E comunque appare grave che Napolitano evidenzi come la riforma sia stata concepita per far vincere qualcuno e far perdere qualcun’altro. Infatti, bisognerebbe dire che l’Italicum è stato concepito quando Renzi - forte di un 40% incassato alle europee - si era convinto che qualsiasi consultazione non potesse concludersi che con un plebiscito in suo favore (peraltro, lo stesso delirio di onnipotenza lo ha portato a trasformare il referendum in un voto su stesso, un errore che ora cerca affannosamente di correggere).

Adesso, sondaggi alla mano, la situazione è davvero cambiata e Napolitano ha ragione ad avere paura: le elezioni amministrative hanno dimostrato che il ballottaggio favorisce i grillini (vedi Torino, dove Appendino ha trionfato malgrado il forte svantaggio rispetto a Fassino).
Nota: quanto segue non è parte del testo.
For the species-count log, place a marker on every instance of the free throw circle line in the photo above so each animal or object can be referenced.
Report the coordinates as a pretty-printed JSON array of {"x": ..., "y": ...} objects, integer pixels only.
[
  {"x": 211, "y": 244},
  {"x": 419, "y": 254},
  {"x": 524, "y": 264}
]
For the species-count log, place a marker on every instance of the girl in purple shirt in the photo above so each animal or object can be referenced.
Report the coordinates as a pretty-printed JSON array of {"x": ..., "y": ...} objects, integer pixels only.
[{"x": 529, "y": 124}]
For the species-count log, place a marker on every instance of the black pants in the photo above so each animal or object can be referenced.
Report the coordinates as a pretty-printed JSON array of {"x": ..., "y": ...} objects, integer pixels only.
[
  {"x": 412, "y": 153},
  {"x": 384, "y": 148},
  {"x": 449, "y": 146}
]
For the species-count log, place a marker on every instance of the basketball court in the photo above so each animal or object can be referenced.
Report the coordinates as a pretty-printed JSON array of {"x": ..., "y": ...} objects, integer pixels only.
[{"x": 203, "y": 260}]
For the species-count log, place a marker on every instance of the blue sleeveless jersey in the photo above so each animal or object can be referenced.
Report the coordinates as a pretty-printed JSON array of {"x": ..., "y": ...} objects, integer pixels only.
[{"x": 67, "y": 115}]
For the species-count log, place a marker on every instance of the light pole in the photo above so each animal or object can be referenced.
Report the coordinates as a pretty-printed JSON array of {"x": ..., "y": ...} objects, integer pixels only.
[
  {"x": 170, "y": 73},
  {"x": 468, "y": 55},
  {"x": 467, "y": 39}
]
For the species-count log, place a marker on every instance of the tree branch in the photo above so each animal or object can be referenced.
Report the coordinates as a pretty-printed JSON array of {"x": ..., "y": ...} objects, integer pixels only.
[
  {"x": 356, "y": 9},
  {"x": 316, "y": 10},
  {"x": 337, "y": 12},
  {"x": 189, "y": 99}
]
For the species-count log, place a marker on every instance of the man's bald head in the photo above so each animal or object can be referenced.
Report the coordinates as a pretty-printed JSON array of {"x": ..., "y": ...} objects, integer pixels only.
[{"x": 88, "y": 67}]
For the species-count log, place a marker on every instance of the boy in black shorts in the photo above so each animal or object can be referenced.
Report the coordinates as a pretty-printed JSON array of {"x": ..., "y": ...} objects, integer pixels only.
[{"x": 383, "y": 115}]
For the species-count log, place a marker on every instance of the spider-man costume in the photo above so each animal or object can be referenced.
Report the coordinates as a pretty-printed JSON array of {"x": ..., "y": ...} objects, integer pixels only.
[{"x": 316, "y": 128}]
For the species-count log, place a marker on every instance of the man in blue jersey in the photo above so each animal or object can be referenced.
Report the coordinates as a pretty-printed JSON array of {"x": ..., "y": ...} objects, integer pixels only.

Eppure, la preoccupazione principale di Renzi e dei renziani non è nemmeno questa. Alle elezioni devono arrivarci, e per riuscirci devono superare lo scoglio del referendum, che con il passare del tempo sembra sempre più ostico.

In questa ottica, l’Italicum può essere usato come moneta di scambio per ottenere il sì dei bersaniani (che peraltro la riforma costituzionale l’hanno già approvata in Aula) e disinnescare le armi in mano a Massimo D’Alema, che con i suoi comitati per il No si sta preparando per far saltare gli equilibri nel partito.

Non a caso, Napolitano ha detto che per correggere la legge elettorale “c’è in questo momento una sola iniziativa sul tappeto: è di esponenti di minoranza del Pd, tra i quali Speranza”. Che sorpresa, eh?